If you are looking at the title funny no you are not reading it wrong. Music hasn’t necessarily affected my mental health. However, my mental health has made a bigger impact on my music then I realized. I always knew that all my songs have a story that come from something I have felt or experienced in life. I didn’t realize how deep my mind chose to delve into it once I pushed that pencil onto the paper.
Here is how I discovered that:
I have my ups and downs (I now realize that my depression amplifies it) and there was a day where I was feeling my lowest mentally. I visited my best friend to ring the new year with her and I simply was NOT present. Logically I knew I should’ve been happy but my brain refused to let me enjoy myself and it turned into this never ending circle of reminding myself that I am okay but my brain telling me otherwise and I’d become upset again.
Unfortunately this hasn’t been the first time I have been in this state and even when I tried to do things that usually make me happy I managed to fuck that up too and I couldn’t help but feel dissapointed and frustrated with myself.
I told myself to take that energy into my music and write some new songs. As I was sifting through my song book I noticed something….SO many of the songs I have written in the past, dating back to end of high school, described exactly how I have been feeling recently.
I’ve been projecting my most vulnerable thoughts onto my music for years without even realizing it.
Lyrics like “I’m lost without me" and “reflection of my eyes showing things I refuse to see" “can’t find a way to go" “will I ever see the light" made so much more sense.
Now I know you might say ‘Shruti, you just said that you write about your thoughts and experiences’.

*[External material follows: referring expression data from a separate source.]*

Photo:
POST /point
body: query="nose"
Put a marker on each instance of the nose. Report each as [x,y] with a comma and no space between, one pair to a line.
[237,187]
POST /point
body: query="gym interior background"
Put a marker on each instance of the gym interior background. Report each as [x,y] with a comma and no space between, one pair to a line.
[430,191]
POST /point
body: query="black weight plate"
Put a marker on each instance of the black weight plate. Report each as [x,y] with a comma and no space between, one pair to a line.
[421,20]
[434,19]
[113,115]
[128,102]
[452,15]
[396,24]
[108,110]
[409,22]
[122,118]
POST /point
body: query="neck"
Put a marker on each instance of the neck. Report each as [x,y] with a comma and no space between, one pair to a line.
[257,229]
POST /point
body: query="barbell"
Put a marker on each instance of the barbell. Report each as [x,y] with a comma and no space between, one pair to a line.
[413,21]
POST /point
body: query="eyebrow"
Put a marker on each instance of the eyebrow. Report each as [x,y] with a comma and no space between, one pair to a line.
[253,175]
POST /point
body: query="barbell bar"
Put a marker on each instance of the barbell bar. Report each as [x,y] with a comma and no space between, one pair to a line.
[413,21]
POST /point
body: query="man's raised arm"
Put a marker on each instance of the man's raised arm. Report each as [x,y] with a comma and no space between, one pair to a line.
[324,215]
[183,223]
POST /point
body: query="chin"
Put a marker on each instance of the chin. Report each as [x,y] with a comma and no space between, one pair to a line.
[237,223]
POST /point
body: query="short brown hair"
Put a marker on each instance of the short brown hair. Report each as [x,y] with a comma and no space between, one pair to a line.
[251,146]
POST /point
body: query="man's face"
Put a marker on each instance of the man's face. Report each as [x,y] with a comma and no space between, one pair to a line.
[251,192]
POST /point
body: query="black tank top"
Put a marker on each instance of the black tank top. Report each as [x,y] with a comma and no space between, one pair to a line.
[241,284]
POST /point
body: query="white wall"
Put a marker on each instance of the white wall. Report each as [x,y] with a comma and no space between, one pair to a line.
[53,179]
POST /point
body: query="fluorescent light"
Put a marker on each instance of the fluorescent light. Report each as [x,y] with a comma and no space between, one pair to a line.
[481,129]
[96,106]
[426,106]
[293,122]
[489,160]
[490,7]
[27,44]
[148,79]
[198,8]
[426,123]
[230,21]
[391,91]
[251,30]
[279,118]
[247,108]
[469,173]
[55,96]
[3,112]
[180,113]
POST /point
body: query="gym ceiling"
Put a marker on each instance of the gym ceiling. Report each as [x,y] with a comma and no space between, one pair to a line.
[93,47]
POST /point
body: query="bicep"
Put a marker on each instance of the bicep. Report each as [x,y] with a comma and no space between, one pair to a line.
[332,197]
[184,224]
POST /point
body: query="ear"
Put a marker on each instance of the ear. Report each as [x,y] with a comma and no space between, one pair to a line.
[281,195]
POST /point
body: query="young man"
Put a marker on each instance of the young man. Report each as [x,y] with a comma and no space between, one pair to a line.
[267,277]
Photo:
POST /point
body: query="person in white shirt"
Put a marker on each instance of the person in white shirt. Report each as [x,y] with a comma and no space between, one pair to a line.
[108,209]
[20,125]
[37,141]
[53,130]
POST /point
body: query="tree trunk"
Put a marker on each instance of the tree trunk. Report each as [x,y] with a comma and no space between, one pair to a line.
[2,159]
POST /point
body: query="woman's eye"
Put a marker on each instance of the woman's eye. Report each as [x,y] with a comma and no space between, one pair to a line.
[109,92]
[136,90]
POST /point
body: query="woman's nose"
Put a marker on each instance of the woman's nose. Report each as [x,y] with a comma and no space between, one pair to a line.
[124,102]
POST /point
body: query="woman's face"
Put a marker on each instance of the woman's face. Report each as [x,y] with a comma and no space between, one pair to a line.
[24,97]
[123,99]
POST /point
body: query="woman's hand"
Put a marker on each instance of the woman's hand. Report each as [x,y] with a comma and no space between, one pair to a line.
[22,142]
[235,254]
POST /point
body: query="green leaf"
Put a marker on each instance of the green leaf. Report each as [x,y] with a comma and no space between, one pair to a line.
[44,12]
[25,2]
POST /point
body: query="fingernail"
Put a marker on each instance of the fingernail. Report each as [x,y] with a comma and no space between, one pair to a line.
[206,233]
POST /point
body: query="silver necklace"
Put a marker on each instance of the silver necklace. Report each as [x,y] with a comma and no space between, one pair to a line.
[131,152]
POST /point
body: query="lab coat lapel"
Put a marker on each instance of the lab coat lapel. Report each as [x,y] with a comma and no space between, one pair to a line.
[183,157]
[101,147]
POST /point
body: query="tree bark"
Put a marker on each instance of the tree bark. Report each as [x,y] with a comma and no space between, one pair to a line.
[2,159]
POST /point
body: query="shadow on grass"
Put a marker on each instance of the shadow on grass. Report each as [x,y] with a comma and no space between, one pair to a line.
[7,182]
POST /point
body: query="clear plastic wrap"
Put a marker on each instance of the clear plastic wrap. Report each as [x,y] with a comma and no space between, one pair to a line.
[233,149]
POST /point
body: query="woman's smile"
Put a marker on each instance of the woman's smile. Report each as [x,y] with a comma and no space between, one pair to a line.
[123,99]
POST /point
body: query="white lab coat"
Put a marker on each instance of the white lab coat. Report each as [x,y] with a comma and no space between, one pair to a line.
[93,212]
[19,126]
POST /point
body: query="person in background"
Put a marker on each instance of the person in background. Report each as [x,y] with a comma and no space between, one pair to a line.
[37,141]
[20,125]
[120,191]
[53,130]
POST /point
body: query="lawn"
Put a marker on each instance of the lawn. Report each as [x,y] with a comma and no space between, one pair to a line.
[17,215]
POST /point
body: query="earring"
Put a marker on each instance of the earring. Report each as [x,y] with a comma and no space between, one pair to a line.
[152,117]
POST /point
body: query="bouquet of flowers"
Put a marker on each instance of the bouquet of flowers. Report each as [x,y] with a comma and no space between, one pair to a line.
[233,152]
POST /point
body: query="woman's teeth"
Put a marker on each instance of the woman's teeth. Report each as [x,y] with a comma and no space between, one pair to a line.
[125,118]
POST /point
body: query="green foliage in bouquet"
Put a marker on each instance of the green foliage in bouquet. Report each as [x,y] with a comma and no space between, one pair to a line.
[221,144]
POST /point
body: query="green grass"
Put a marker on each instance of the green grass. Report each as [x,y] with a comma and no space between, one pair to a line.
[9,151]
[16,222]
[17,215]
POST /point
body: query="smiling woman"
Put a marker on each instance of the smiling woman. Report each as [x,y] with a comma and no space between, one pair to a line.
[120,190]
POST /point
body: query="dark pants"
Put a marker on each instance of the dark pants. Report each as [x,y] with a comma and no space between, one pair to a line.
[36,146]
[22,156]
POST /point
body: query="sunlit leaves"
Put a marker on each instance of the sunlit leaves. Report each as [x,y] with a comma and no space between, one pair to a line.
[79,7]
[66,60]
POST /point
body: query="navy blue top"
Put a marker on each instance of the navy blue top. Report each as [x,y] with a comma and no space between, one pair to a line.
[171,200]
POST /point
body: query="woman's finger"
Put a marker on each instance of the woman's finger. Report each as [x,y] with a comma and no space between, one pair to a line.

Thing is, I was always in denial about the state of my mental health. I refused to believe I was depressed or anxious and those times where I had trouble breathing and started crying, hyperventilating were nothing serious and definitely not anxiety attacks.It hit me like a ton of bricks when I looked at my songs and my words were being thrown back at me. I’ve been trying to give myself messages to seek help and try to heal this whole time.

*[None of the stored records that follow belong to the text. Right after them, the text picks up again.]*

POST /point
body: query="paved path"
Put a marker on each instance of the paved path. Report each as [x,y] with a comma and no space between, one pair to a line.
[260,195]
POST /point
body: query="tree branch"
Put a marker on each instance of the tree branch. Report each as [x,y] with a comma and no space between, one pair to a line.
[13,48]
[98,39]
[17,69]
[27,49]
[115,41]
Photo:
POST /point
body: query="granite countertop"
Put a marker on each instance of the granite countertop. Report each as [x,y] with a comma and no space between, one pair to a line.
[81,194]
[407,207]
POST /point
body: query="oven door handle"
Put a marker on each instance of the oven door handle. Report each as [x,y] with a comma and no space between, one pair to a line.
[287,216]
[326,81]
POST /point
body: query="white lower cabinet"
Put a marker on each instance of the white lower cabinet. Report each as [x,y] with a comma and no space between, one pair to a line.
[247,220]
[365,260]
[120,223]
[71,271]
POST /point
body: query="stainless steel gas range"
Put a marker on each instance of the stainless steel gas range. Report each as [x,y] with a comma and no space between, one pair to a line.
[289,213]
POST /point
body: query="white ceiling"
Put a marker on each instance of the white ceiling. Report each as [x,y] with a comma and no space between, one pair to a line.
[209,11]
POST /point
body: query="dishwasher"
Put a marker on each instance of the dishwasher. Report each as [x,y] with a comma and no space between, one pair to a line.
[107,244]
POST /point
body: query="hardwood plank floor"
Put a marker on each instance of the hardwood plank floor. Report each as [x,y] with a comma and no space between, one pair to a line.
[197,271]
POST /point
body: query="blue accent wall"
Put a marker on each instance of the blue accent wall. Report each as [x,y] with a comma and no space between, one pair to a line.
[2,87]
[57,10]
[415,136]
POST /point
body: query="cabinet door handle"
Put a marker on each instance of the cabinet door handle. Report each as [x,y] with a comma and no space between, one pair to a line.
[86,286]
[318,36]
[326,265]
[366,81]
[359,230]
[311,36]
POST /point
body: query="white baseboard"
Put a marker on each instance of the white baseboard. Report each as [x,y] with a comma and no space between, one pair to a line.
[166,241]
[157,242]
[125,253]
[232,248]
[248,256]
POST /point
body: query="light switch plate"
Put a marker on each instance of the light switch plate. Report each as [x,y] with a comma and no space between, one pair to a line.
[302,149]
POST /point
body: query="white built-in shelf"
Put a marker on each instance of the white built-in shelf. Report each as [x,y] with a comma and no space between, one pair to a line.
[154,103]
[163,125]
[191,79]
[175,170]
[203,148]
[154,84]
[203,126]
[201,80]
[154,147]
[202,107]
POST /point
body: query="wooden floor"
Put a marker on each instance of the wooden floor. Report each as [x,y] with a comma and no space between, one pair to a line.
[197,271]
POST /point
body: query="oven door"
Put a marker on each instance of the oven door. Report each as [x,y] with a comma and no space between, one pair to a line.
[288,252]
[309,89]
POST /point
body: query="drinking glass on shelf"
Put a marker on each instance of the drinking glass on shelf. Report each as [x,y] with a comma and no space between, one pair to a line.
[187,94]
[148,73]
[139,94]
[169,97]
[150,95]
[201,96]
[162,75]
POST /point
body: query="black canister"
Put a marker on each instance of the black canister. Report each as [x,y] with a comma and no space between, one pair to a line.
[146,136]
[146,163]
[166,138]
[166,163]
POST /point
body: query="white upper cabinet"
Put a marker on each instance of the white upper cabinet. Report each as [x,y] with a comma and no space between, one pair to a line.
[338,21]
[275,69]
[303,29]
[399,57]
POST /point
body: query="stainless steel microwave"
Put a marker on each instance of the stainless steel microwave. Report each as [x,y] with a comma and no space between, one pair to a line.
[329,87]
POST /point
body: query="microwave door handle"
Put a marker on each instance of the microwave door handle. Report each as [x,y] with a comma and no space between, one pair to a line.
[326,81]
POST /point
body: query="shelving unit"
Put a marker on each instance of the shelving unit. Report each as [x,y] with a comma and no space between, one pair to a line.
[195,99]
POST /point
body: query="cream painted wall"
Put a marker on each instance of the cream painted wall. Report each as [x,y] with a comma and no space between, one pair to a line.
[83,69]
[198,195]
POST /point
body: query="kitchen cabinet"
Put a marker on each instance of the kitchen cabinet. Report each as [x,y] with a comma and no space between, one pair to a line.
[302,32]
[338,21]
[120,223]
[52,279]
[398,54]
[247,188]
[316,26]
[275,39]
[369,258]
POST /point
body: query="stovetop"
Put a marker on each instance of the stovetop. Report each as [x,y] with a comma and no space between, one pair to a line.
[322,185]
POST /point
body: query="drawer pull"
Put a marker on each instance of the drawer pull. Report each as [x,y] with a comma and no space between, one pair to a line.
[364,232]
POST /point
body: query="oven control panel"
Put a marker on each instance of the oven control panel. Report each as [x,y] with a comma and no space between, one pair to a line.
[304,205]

My mental health has really shaped the mood of my song and the feeling I am trying to provoke not just in myself but to others. My music has helped me realize who I really am and who I can be for the better.
What I’m trying to get at is, listen to your gut. You should have your best interest in mind which includes healing your mind to be the best version of you. Don’t be afraid to admit you might need help and guidance and (something I need to remind myself of) YOU ARE NOT ALONE.